Por un momento se preguntó si tendría el valor de abandonarlo todo con una sentencia excesiva. Empezar en otra parte a cuerpo limpio, sin el protector traje negro que era su uniforme y su única patria. El problema, después de Sevilla, era que había menos lugares a donde ir.
– Mi amigo Azopardi -estaba diciendo monseñor Spada-, el secretario de Estado, se ofrece a echarnos una mano. Ha prometido ocuparse de usted. La idea es conseguirle un destino como agregado en una nunciatura; Hispanoamérica, a ser posible. Pasado un tiempo, si soplan mejores vientos y yo sigo al frente del IOE, volveré a reclamarlo… -parecía aliviado al no observar ninguna reacción en Quart-. Considérelo un exilio temporal, o una misión más larga que las otras. Resumiendo: desaparezca una buena temporada. A fin de cuentas, aunque la obra de Pedro es eterna, los papas y sus equipos pasan. Los cardenales polacos envejecen, se jubilan, se les detecta un cáncer; ya sabe -rubricó aquello con una torcida sonrisa-. Y usted es joven.
Quart se había acercado al ventanal de la terraza. La lluvia continuaba repiqueteando en las baldosas, a sus pies, y era un manto gris deslizándose por los tejados de las casas cercanas. Aspiró el aire húmedo. Los ocres de las fachadas y la plaza de España relucían en la calle desierta como un óleo bajo barniz fresco.
– ¿Qué noticias hay del padre Ferro?
El Mastín enarcó las cejas. Eso ya no está en mi mano, daba a entender el gesto.
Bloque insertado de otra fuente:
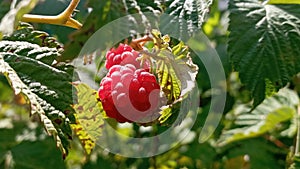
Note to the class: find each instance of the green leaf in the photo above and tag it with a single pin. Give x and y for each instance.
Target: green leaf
(11, 19)
(47, 87)
(89, 113)
(43, 54)
(25, 32)
(264, 118)
(36, 108)
(283, 2)
(264, 50)
(296, 163)
(37, 154)
(103, 13)
(187, 16)
(261, 154)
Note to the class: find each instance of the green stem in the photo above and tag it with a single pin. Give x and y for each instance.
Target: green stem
(63, 18)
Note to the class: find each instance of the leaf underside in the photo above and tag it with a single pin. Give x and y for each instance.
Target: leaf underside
(265, 50)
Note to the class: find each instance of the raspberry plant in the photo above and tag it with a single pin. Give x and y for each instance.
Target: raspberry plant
(257, 41)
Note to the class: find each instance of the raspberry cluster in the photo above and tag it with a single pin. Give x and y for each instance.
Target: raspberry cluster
(128, 93)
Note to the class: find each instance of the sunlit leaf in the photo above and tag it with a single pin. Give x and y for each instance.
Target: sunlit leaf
(89, 113)
(264, 49)
(36, 108)
(14, 15)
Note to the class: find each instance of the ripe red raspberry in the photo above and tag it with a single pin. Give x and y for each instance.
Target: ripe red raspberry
(123, 55)
(129, 94)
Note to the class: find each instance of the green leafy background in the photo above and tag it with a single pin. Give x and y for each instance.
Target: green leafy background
(258, 44)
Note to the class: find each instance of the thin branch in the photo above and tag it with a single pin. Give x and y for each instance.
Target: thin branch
(297, 148)
(63, 18)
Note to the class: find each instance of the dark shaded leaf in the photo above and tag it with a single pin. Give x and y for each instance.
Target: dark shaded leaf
(264, 118)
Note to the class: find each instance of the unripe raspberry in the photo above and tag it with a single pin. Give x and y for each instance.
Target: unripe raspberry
(123, 55)
(129, 94)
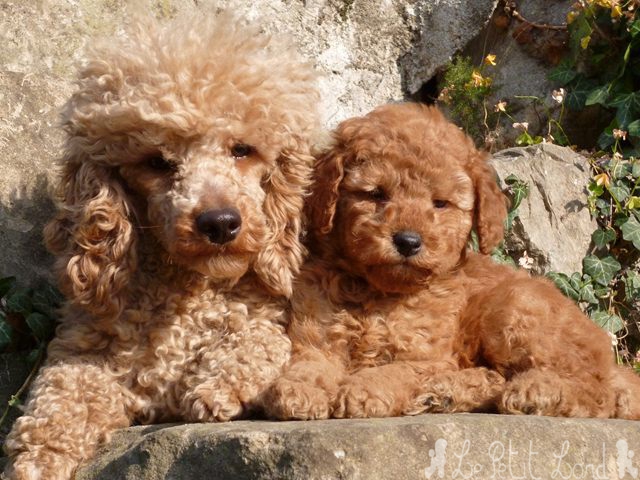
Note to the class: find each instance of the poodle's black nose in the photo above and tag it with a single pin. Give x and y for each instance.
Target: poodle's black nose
(221, 226)
(408, 243)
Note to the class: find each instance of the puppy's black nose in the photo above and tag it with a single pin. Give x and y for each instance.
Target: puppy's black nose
(408, 243)
(221, 226)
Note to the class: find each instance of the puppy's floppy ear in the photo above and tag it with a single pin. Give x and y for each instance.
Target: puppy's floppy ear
(490, 205)
(92, 237)
(321, 204)
(280, 260)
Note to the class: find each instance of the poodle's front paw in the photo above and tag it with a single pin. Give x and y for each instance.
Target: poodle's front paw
(530, 396)
(40, 465)
(433, 397)
(359, 398)
(294, 400)
(213, 402)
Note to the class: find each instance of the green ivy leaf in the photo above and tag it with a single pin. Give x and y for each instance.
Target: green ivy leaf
(633, 203)
(619, 191)
(563, 73)
(6, 333)
(587, 294)
(602, 270)
(601, 237)
(19, 301)
(631, 231)
(577, 94)
(598, 96)
(519, 190)
(6, 284)
(563, 282)
(634, 128)
(619, 169)
(501, 257)
(627, 108)
(46, 300)
(40, 325)
(611, 323)
(605, 139)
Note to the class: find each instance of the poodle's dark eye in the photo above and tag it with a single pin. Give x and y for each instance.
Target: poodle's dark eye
(378, 195)
(241, 150)
(158, 162)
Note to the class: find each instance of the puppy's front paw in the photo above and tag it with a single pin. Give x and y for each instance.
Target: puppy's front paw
(434, 397)
(530, 396)
(294, 400)
(469, 390)
(358, 398)
(213, 402)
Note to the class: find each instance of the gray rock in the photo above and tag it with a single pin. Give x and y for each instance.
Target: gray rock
(525, 54)
(14, 370)
(554, 225)
(357, 44)
(466, 446)
(442, 28)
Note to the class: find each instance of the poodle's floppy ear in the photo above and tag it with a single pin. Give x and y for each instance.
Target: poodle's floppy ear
(490, 205)
(321, 205)
(280, 260)
(92, 238)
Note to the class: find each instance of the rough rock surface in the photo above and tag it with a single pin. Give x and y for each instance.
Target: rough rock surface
(554, 225)
(357, 44)
(427, 446)
(525, 54)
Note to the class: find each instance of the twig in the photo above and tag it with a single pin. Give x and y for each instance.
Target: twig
(510, 9)
(24, 386)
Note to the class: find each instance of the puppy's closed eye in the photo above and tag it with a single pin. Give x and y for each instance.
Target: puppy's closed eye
(378, 195)
(160, 163)
(241, 150)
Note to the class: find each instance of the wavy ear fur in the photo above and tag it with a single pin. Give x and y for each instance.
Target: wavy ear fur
(321, 205)
(491, 204)
(92, 238)
(280, 260)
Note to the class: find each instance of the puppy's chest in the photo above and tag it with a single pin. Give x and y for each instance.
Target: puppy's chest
(385, 330)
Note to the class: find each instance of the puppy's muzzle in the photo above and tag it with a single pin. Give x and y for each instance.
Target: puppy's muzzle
(407, 243)
(220, 226)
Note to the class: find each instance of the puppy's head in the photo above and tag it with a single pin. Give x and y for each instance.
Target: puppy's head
(196, 133)
(398, 194)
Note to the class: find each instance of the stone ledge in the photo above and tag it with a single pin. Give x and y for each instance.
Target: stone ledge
(477, 447)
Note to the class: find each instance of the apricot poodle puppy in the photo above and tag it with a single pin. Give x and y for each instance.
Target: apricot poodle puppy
(394, 314)
(177, 238)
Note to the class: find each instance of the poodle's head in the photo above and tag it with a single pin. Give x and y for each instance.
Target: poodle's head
(396, 197)
(196, 133)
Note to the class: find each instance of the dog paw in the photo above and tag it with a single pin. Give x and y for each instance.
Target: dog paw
(213, 403)
(530, 397)
(40, 465)
(294, 400)
(433, 397)
(358, 398)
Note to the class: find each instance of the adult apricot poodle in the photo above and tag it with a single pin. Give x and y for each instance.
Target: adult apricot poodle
(395, 315)
(186, 161)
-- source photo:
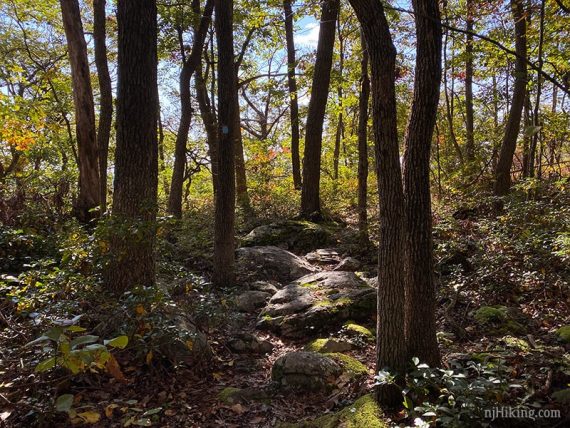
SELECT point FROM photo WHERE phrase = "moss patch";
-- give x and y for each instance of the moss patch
(227, 395)
(316, 345)
(491, 314)
(364, 412)
(563, 334)
(360, 330)
(562, 396)
(351, 366)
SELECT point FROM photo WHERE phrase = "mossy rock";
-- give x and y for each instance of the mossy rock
(491, 314)
(502, 320)
(562, 396)
(350, 365)
(363, 413)
(324, 346)
(353, 328)
(295, 235)
(563, 334)
(229, 395)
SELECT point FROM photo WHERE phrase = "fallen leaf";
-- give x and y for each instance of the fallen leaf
(238, 408)
(115, 370)
(90, 417)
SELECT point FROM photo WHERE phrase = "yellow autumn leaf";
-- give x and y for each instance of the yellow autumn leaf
(90, 417)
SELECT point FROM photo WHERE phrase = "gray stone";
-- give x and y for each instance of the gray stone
(251, 301)
(296, 236)
(271, 264)
(318, 302)
(306, 370)
(268, 287)
(323, 256)
(348, 264)
(248, 343)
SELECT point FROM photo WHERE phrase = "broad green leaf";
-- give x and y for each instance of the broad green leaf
(83, 340)
(45, 365)
(118, 342)
(64, 403)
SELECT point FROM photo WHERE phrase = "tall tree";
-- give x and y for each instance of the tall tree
(89, 189)
(310, 195)
(188, 68)
(132, 259)
(420, 285)
(503, 170)
(293, 100)
(363, 101)
(391, 345)
(470, 136)
(106, 96)
(224, 244)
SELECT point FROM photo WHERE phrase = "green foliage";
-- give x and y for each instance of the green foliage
(76, 353)
(455, 397)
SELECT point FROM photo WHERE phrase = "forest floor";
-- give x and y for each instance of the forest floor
(513, 263)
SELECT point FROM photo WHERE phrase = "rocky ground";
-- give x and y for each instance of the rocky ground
(294, 345)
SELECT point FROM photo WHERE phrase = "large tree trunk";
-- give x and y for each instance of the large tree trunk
(188, 69)
(210, 123)
(470, 138)
(391, 345)
(293, 101)
(340, 123)
(310, 200)
(224, 244)
(106, 108)
(132, 261)
(89, 187)
(509, 144)
(363, 144)
(420, 284)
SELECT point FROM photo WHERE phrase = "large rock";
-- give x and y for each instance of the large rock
(183, 343)
(306, 370)
(295, 236)
(318, 302)
(252, 300)
(271, 264)
(316, 371)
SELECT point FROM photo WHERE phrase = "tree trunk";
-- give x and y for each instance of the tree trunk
(420, 284)
(470, 138)
(503, 170)
(293, 102)
(340, 124)
(188, 69)
(391, 345)
(106, 108)
(310, 200)
(363, 144)
(132, 261)
(224, 244)
(89, 187)
(210, 123)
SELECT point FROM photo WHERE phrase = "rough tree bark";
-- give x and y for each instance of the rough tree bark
(106, 107)
(310, 200)
(224, 258)
(293, 101)
(188, 69)
(363, 144)
(503, 170)
(391, 345)
(470, 137)
(131, 260)
(420, 284)
(89, 187)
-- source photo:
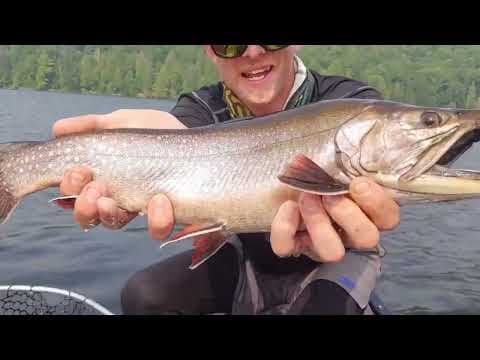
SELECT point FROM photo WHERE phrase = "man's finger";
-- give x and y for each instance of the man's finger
(376, 203)
(86, 209)
(111, 216)
(360, 232)
(326, 243)
(78, 124)
(74, 180)
(160, 217)
(284, 228)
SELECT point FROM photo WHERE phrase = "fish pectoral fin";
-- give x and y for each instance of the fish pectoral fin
(304, 175)
(206, 246)
(209, 239)
(193, 230)
(65, 202)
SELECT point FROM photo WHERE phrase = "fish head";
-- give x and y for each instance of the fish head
(405, 146)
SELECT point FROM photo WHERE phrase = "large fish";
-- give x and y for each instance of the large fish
(232, 178)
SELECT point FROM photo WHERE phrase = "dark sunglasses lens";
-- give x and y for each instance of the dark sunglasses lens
(229, 51)
(274, 47)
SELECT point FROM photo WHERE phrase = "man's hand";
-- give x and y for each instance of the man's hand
(94, 206)
(334, 223)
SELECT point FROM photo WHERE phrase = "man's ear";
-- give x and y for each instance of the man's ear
(209, 52)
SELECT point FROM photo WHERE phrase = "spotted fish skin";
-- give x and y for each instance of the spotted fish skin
(228, 174)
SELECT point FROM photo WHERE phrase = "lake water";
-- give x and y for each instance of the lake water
(432, 265)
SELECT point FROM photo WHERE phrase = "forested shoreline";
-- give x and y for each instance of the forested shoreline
(437, 75)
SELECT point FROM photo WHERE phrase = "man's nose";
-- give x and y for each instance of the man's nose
(254, 51)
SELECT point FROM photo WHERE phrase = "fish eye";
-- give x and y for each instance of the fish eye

– Según nos cuenta la Nunciatura de Madrid -dijo-, el abogado que usted le buscó lo está llevando bastante bien. Creen poder obtener su libertad alegando senilidad y falta de pruebas; o, en el peor de los casos, una sentencia suave de acuerdo con las leyes españolas. Se trata de un hombre mayor, afectado por la edad, y hay un montón de razones que pueden inclinar a los jueces en su beneficio. De momento está en el hospital penitenciario de Sevilla, en situación razonablemente cómoda, y es posible solicitar su internamiento en una residencia de sacerdotes ancianos… Tengo la impresión de que saldrá bien librado; aunque a sus años no estoy seguro de que le importe mucho.